Segundo Lula, o diálogo sobre a plataforma chinesa era para ser confidencial, restrito aos participantes da comitiva oficial. “A primeira coisa que acho estranha é como essa pergunta chegou à imprensa, porque estavam só meus ministros lá: o Alcolumbre e o Omar. Alguém teve a pachorra de ligar para alguém e contar uma conversa que aconteceu em um jantar que era algo muito pessoal e confidencial”, afirmou.
Discussão sobre TikTok e extrema direita
De acordo com relatos de membros da comitiva, Janja teria pedido a palavra para comentar sobre os impactos do TikTok no Brasil. Ela destacou que o algoritmo da rede social estaria favorecendo o avanço da extrema direita e aumentando a disseminação de conteúdos nocivos, especialmente direcionados a mulheres e crianças.

A intervenção da primeira-dama foi considerada inadequada por alguns presentes, já que o protocolo do encontro não previa manifestações abertas. Ainda assim, Lula afirmou que não houve desrespeito e que a fala de Janja foi pertinente ao tema tratado.
Xi Jinping reconheceu direito do Brasil de regulamentar
Fontes que acompanharam o jantar relataram que o presidente chinês, Xi Jinping, respondeu de forma diplomática, afirmando que o Brasil tem total direito de regulamentar ou até mesmo proibir plataformas digitais, conforme sua legislação e soberania.
Lula confirmou que a conversa abordou a necessidade de discutir a regulamentação das redes sociais. “Eu fiz uma pergunta ao companheiro Xi Jinping se era possível enviar para o Brasil uma pessoa da confiança dele para discutir a questão digital e, sobretudo, o TikTok”, explicou.

Em seguida, Janja pediu a palavra para relatar casos de ataques virtuais sofridos por mulheres e crianças no Brasil. Segundo Lula, Xi Jinping reiterou que o país tem autonomia para regulamentar o uso de plataformas digitais.
Defesa da participação de Janja
O presidente também se posicionou em defesa da primeira-dama, argumentando que Janja tem total direito de participar das discussões sobre redes sociais. “O fato de minha mulher ter pedido a palavra se deve ao fato de que ela não se considera uma cidadã de segunda classe. Ela entende mais de rede social do que eu”, declarou Lula.
Ele ressaltou que a participação de Janja foi natural e que o objetivo era discutir um tema de interesse público e urgente: a regulamentação das plataformas digitais. “Não é possível que continuemos com as redes sociais cometendo os absurdos que cometem”, afirmou.

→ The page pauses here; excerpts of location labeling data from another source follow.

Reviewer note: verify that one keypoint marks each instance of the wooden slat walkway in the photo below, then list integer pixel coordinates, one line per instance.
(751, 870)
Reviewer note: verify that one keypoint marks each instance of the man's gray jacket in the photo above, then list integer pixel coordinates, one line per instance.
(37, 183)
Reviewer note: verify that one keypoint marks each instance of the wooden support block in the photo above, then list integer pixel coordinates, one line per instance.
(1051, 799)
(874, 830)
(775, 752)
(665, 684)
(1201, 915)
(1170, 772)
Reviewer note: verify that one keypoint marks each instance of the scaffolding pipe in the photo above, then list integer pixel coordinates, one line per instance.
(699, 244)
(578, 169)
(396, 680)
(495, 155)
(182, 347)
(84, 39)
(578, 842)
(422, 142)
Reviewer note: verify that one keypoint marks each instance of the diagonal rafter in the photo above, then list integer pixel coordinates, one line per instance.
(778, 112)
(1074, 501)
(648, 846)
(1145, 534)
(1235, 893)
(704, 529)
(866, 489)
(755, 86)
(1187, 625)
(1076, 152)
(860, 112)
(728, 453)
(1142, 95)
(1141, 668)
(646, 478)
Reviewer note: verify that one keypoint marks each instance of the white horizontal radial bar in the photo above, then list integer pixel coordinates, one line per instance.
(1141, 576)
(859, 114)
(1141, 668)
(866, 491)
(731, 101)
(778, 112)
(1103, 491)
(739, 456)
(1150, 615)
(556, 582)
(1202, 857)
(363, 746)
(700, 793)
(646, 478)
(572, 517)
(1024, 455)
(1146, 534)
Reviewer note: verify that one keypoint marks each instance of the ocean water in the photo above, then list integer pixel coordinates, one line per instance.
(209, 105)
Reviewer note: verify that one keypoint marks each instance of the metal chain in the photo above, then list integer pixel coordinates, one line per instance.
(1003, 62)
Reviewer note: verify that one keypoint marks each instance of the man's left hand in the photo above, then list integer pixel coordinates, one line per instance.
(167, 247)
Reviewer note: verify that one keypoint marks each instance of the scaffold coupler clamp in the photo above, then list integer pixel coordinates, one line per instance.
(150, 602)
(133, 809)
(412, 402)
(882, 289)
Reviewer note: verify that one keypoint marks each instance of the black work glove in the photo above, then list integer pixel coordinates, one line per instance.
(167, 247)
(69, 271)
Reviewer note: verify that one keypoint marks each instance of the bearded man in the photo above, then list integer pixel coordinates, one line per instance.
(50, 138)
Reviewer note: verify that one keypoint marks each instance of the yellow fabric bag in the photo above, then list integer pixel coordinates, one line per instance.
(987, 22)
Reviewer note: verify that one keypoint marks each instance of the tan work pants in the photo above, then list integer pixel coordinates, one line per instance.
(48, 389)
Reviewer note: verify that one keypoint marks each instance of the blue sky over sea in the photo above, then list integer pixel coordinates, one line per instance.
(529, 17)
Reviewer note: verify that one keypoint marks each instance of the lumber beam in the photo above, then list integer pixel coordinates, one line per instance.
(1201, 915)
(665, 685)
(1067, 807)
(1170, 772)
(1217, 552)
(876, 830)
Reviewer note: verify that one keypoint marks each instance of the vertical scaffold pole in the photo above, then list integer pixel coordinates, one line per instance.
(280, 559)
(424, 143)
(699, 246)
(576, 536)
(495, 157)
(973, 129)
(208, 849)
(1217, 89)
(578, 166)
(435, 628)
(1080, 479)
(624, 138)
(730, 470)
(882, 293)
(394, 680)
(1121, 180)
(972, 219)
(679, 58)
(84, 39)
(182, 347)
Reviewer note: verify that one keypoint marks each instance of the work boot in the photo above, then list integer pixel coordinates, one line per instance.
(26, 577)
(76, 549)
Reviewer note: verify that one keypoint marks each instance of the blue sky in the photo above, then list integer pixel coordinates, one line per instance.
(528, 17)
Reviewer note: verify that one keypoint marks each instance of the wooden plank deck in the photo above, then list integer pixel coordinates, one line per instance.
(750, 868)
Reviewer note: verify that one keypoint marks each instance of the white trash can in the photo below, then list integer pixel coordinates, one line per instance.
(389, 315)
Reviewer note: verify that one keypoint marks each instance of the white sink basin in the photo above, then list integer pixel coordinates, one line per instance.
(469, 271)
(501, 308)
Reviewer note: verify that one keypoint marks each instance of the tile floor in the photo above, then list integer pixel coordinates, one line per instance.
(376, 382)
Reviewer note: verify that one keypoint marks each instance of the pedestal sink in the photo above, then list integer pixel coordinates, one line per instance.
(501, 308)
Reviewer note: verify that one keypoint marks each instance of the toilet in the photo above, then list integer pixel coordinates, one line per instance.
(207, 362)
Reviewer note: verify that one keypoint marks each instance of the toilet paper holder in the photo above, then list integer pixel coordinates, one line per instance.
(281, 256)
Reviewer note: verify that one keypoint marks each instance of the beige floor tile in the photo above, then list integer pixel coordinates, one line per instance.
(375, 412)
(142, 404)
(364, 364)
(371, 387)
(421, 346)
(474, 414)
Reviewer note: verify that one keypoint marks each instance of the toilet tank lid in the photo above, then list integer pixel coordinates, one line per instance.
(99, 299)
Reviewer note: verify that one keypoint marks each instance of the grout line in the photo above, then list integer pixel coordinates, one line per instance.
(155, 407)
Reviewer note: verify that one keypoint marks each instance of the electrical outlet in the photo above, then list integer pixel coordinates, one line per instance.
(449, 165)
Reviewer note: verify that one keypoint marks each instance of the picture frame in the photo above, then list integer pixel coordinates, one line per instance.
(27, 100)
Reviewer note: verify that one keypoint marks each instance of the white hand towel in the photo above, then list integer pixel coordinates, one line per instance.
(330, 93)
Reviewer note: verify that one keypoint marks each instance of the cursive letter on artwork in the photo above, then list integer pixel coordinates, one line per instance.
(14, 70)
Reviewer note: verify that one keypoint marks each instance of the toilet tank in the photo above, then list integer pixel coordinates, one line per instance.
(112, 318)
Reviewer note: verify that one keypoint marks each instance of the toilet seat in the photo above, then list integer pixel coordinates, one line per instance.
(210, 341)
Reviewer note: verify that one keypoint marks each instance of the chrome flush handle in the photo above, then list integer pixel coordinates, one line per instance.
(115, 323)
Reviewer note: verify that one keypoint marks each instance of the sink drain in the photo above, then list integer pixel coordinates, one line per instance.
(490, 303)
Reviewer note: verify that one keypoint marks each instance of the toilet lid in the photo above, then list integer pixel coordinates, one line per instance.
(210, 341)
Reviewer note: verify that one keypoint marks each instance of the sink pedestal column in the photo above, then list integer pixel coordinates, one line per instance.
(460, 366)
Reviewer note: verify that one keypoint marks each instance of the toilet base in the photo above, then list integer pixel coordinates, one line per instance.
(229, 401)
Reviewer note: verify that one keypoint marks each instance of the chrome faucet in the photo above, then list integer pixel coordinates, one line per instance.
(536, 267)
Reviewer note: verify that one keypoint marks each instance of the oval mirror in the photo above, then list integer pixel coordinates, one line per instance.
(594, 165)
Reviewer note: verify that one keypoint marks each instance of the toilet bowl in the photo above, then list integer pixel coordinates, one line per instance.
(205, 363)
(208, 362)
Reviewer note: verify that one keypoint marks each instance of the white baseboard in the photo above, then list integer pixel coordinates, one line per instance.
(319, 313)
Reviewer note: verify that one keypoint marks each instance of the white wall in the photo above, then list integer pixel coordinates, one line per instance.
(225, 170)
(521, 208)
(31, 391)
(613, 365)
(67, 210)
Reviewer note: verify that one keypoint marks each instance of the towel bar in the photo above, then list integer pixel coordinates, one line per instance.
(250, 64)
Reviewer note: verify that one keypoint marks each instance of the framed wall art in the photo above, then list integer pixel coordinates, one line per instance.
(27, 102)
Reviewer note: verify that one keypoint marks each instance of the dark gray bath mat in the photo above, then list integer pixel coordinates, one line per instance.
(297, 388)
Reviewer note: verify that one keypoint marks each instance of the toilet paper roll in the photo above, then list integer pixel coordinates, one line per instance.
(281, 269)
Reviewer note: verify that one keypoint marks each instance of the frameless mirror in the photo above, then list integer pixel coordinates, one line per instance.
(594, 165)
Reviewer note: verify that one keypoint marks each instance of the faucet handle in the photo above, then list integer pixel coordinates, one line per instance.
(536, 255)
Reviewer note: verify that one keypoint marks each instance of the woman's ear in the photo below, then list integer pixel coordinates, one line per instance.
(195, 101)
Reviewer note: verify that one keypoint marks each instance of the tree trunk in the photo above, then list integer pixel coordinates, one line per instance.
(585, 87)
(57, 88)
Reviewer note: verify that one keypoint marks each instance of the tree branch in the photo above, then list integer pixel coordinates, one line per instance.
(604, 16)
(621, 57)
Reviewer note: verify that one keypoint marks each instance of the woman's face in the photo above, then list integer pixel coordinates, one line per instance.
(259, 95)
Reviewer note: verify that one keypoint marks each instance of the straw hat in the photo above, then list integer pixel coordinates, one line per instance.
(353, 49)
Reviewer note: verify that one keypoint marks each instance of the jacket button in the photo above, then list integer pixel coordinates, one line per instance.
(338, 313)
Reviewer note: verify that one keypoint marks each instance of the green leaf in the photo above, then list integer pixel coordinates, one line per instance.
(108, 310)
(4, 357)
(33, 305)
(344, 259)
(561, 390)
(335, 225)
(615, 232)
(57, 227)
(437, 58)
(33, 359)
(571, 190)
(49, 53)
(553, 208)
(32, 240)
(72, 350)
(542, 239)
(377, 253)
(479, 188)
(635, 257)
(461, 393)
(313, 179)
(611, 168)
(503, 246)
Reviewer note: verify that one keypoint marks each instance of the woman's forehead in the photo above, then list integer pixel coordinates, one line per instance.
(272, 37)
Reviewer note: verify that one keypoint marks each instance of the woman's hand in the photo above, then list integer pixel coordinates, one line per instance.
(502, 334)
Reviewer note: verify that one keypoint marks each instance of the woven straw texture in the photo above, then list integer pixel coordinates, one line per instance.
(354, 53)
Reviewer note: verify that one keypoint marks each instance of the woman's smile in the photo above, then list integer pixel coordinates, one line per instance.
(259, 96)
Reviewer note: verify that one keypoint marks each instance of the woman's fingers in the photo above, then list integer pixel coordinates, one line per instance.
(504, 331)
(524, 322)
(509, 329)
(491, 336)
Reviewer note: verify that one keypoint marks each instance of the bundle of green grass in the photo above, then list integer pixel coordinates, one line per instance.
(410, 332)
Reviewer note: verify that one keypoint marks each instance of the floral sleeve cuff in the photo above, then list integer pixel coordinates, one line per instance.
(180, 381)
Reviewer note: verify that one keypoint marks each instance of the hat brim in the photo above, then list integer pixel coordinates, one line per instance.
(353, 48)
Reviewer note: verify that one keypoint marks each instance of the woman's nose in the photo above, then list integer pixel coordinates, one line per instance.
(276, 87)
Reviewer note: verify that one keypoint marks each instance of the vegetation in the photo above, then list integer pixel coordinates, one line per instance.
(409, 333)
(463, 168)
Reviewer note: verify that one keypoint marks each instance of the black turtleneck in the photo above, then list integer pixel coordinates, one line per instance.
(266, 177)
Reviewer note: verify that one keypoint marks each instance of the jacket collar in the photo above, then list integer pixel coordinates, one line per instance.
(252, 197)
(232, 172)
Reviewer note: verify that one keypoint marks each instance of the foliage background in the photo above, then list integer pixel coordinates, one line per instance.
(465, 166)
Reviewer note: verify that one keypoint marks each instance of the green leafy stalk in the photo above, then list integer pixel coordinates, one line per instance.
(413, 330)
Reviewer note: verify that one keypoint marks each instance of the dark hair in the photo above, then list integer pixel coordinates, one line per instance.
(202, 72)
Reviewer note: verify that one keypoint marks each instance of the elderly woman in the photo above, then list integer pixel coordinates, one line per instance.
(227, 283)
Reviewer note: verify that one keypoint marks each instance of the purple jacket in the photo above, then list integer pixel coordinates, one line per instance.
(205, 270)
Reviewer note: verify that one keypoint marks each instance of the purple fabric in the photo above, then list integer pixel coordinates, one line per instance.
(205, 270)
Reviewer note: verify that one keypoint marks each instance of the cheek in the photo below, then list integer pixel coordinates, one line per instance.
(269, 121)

Lula ainda revelou que Xi Jinping se comprometeu a enviar um representante da China para dialogar com o Brasil sobre a questão digital e as medidas que podem ser adotadas para regulamentar o ambiente virtual.
Sem incômodo com a postura de Janja
O presidente reiterou que não ficou incomodado com a atitude da primeira-dama e voltou a criticar a divulgação do episódio. Para ele, a exposição da conversa foi uma quebra de confiança e de protocolo.
“Foi uma coisa normal, e ele [Xi Jinping] vai mandar uma pessoa especialmente para conversar conosco sobre o que podemos fazer nesse mundo digital”, concluiu Lula.